We also agree with Supreme Court’s determination dismissing the second cause of action alleging malicious prosecution. As applied with regard to a civil action or proceeding, the elements of that tort are the institution of an action or proceeding by the defendant, malice as the motivating factor, an absence of probable cause to support the proceeding, and termination of the proceeding in favor of the plaintiff (see, Burt v Smith, 181 NY 1, 5, writ dismissed 203 US 129; Hornstein v Wolf, 109 AD2d 129, 132, affd 67 NY2d 721; see also, Colon v City of New York, 60 NY2d 78, 82; see generally, Prosser and Keeton, Torts § 120 [5th ed]). “Probable cause consists of such facts and circumstances as would lead a reasonably prudent person in like circumstances to believe plaintiff guilty [citations omitted]” (Colon v City of New York, supra, at 82).
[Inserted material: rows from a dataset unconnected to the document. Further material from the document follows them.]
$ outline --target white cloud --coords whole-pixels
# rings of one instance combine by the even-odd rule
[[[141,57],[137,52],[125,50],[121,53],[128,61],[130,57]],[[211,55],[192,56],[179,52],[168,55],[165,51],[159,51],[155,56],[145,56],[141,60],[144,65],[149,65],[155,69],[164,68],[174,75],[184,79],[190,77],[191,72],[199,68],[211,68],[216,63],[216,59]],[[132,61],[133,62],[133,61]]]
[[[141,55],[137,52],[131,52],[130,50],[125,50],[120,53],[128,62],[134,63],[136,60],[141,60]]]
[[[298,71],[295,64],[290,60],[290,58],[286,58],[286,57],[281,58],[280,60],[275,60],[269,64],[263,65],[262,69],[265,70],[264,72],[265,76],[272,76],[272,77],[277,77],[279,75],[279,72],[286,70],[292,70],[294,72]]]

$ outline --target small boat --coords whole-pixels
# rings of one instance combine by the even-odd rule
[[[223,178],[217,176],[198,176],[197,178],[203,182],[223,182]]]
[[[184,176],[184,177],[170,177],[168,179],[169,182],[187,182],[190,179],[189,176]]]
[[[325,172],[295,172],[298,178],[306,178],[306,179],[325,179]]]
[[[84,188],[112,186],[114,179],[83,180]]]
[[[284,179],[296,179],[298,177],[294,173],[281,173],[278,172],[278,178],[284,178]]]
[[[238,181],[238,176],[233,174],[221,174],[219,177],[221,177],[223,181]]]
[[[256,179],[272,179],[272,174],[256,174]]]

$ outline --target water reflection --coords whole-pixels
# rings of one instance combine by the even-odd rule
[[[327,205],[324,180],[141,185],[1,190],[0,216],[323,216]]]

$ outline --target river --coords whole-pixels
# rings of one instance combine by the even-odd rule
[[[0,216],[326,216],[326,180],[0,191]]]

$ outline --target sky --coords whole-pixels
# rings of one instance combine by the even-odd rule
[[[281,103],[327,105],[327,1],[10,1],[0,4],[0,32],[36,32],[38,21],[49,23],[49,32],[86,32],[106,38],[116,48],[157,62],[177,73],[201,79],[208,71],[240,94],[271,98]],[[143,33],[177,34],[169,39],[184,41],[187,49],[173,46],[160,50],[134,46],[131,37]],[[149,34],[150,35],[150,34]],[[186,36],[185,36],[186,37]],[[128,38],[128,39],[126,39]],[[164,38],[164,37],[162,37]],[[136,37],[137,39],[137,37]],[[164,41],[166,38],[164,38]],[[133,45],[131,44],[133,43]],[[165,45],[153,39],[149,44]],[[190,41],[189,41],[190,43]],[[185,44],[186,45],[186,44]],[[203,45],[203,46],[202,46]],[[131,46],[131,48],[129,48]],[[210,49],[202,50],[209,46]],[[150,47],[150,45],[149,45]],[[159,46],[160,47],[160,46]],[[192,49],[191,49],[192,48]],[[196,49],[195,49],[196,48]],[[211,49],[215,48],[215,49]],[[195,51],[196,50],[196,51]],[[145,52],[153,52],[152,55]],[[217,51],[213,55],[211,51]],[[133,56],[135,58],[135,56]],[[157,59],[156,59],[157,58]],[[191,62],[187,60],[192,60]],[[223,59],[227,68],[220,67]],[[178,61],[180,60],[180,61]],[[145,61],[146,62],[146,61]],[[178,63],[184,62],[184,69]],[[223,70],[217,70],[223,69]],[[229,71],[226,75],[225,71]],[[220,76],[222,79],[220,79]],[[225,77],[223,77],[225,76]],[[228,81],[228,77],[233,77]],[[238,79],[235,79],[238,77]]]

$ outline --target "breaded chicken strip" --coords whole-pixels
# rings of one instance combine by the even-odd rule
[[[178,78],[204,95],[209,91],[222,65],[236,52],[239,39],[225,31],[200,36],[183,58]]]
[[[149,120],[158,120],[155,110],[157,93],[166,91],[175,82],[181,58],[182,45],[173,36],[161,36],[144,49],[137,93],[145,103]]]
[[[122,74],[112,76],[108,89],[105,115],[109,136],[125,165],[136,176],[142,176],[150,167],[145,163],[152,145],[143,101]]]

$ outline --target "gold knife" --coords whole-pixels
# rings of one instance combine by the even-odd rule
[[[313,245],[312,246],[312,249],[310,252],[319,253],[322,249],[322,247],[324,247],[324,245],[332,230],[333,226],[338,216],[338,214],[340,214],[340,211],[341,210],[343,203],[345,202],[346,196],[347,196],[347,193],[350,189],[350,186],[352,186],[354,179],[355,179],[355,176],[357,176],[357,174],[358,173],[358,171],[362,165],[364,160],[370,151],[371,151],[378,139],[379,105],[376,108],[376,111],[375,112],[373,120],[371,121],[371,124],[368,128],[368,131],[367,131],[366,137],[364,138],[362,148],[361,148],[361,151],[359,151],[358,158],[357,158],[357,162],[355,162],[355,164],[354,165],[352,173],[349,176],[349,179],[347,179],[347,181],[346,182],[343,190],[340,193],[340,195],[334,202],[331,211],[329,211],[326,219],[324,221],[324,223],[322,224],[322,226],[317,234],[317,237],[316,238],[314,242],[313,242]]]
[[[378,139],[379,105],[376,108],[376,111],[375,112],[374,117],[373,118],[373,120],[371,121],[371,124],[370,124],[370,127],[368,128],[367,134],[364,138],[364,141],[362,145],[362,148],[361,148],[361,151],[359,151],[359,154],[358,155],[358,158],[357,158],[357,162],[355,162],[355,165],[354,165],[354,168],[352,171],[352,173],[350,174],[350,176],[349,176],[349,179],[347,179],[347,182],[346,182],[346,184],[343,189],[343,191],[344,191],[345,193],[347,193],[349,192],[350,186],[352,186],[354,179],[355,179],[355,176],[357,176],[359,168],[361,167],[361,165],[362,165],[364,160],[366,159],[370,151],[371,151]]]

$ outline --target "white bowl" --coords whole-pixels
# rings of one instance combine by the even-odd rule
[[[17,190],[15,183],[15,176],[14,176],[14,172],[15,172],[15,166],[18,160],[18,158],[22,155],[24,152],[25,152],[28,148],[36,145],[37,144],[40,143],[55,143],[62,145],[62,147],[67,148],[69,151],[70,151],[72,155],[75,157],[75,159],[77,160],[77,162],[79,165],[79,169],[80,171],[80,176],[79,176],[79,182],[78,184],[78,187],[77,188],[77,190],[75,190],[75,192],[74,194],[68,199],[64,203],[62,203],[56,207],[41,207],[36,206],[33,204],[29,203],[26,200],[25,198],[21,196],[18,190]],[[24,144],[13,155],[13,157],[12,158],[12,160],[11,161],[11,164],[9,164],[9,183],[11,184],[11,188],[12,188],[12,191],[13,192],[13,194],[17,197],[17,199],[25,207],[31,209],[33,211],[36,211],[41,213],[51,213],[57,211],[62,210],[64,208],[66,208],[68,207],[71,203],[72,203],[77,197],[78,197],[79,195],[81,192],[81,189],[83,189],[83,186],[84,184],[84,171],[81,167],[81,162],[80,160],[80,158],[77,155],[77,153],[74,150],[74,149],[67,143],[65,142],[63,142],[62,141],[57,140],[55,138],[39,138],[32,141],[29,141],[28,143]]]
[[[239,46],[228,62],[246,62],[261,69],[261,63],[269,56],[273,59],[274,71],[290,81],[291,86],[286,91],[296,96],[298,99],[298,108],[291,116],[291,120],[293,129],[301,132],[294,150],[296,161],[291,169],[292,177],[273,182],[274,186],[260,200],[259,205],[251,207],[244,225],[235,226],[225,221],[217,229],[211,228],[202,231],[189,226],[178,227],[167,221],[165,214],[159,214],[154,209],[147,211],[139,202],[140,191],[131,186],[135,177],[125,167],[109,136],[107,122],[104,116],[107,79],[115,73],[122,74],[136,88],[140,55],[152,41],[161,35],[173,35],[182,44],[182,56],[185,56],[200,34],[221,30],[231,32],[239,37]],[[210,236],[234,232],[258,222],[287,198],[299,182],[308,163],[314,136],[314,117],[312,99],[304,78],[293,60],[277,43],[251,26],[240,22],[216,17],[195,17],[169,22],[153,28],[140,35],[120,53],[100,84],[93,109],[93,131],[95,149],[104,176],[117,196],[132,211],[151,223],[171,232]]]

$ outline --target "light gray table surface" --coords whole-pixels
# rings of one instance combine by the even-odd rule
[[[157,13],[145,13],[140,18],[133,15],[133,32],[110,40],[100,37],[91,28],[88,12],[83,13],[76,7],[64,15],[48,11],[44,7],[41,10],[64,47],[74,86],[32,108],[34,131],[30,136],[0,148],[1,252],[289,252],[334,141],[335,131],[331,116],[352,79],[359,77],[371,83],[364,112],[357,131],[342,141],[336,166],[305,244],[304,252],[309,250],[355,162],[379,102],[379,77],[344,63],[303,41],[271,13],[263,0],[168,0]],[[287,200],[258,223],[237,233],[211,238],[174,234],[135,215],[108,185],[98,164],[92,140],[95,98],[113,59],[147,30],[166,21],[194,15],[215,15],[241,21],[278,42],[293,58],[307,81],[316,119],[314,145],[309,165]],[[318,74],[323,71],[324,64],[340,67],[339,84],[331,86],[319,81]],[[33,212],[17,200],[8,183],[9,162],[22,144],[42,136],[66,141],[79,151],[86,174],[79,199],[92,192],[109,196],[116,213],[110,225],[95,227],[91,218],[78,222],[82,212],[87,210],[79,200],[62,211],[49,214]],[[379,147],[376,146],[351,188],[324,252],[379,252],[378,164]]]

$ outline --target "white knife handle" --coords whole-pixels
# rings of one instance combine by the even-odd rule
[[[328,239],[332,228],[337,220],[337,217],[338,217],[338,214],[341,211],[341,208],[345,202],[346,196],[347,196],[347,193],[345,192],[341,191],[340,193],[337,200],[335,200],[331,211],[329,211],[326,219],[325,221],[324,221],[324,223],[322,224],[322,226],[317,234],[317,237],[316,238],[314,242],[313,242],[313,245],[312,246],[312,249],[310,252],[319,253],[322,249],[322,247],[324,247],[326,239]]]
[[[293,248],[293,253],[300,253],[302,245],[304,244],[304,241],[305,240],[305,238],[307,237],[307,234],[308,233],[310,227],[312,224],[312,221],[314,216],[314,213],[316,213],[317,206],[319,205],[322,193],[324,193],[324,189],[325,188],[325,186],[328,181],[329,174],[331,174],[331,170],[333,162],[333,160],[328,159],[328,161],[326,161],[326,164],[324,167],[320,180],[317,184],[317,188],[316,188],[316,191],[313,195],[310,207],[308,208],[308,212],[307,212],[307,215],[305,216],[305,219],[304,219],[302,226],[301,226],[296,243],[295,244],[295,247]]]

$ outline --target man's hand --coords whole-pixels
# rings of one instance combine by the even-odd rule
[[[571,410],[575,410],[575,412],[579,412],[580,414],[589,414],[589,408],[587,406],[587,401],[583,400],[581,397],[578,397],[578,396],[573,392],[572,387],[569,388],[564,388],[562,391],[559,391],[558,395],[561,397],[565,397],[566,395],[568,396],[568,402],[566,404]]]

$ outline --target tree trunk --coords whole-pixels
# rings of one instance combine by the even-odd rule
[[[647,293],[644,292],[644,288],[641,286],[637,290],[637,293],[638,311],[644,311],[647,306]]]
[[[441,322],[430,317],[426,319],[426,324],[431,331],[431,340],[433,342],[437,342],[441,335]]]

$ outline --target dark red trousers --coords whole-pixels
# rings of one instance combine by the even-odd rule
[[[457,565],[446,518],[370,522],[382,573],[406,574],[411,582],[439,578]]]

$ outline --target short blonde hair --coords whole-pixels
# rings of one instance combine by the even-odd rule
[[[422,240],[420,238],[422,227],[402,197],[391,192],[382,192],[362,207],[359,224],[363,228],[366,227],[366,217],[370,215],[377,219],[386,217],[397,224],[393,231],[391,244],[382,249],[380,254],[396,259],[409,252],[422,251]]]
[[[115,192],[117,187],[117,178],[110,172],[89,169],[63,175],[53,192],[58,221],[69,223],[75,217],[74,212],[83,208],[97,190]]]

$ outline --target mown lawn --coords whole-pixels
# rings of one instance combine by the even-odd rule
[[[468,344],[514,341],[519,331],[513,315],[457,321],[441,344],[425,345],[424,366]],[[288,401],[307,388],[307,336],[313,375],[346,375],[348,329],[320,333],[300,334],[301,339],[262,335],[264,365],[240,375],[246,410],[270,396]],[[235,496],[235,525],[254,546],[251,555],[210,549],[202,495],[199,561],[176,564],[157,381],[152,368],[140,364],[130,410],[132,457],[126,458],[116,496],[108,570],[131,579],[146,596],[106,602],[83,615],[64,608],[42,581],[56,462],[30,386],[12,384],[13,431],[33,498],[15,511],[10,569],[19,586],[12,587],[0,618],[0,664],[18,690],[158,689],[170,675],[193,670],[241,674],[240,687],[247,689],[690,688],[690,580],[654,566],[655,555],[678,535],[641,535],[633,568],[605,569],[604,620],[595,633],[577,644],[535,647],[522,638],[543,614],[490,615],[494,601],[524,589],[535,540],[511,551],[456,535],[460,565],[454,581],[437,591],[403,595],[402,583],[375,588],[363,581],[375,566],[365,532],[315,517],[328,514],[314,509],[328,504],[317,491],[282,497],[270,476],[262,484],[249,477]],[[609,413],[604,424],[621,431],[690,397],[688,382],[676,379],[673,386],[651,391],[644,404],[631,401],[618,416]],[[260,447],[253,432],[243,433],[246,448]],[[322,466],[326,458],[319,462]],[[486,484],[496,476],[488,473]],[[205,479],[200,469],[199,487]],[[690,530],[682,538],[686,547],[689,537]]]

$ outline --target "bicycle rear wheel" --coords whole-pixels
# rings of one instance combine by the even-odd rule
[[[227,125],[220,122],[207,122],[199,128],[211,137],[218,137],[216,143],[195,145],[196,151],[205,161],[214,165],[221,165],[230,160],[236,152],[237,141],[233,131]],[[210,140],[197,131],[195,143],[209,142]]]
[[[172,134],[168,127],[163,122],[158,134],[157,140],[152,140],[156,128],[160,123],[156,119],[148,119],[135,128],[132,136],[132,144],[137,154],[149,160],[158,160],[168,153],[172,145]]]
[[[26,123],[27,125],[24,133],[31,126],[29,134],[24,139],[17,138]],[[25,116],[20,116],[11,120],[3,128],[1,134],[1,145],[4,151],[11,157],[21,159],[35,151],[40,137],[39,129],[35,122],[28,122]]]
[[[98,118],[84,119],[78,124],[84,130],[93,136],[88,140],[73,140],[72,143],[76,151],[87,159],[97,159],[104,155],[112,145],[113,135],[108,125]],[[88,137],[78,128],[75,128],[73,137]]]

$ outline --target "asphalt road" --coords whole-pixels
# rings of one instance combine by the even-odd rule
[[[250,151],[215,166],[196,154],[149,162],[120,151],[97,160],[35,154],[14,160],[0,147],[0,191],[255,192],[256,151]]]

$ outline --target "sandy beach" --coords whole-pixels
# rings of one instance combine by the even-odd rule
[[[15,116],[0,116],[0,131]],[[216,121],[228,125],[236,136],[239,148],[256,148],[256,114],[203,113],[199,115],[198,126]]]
Because “obviously less in the way of grounds for belief will be required to justify a reasonable man in bringing a civil rather than a criminal suit” (Prosser and Keeton, Torts § 120, at 893 [5th ed]), when the underlying action is civil in nature the want of probable cause must be patent (see, Prosser and Keeton, Torts § 120, at 893 [5th ed]; see also, Ford Motor Credit Co. v Hickey Ford Sales, 62 NY2d 291, 303-304). Significantly, the issuance of a temporary injunction or similar judicial recognition of the merit of the *694underlying case creates a presumption of probable cause and places upon the plaintiff the burden of pleading facts sufficient to overcome it (see, Hornstein v Wolf, 67 NY2d 721; Burt v Smith, supra). We agree with Supreme Court that insufficient facts have been pleaded to satisfy that burden in this case.

It is our view that Supreme Court should have dismissed plaintiff’s defamation cause of action as well. The purported statements that plaintiff "shoved” and "harassed” defendant and that "what he is doing is illegal” "did not address the subject of the plaintiff’s ability to. practice his profession and were not disparaging of his mental capacity and competence as a lawyer” (Weinstock v Goldstein, 190 AD2d 847, 848, lv denied 81 NY2d 711; cf., Van Lengen v Parr, 136 AD2d 964, 965). That being the case, defendant’s statements were not defamatory per se and, thus, not actionable in view of plaintiff’s failure to allege special damages (see, Aronson v Wiersma, 65 NY2d 592, 594; Weinstock v Goldstein, supra). Further, the statements made.in papers filed in connection with the Family Court proceeding and pertinent thereto were privileged as a matter of. law (see, Martirano v Frost, 25 NY2d 505; R.W.P. Group v Holzberg, 202 AD2d 410; Dougherty v Flanagan, Kelly, Ronan, Spollen & Stewart, 145 AD2d 461).

As a final matter, we agree with Supreme Court’s denial of defendant’s motion to dismiss the contract cause of action and conclude that Supreme Court did not abuse its discretion in denying plaintiff leave to replead his causes of action. Plaintiff failed to disclose evidentiary facts that would justify granting such a request (see, Ott v Automatic Connector, 193 AD2d 657, 658). The parties’ remaining contentions have been considered and rejected.

Cardona, P. J., White and Peters, JJ., concur. Ordered that the order is modified, on the law, with costs to defendant, by reversing so much thereof as denied defendant’s motion to dismiss the fourth cause of action; motion granted in that regard, and said cause of action dismissed; and, as so modified, affirmed.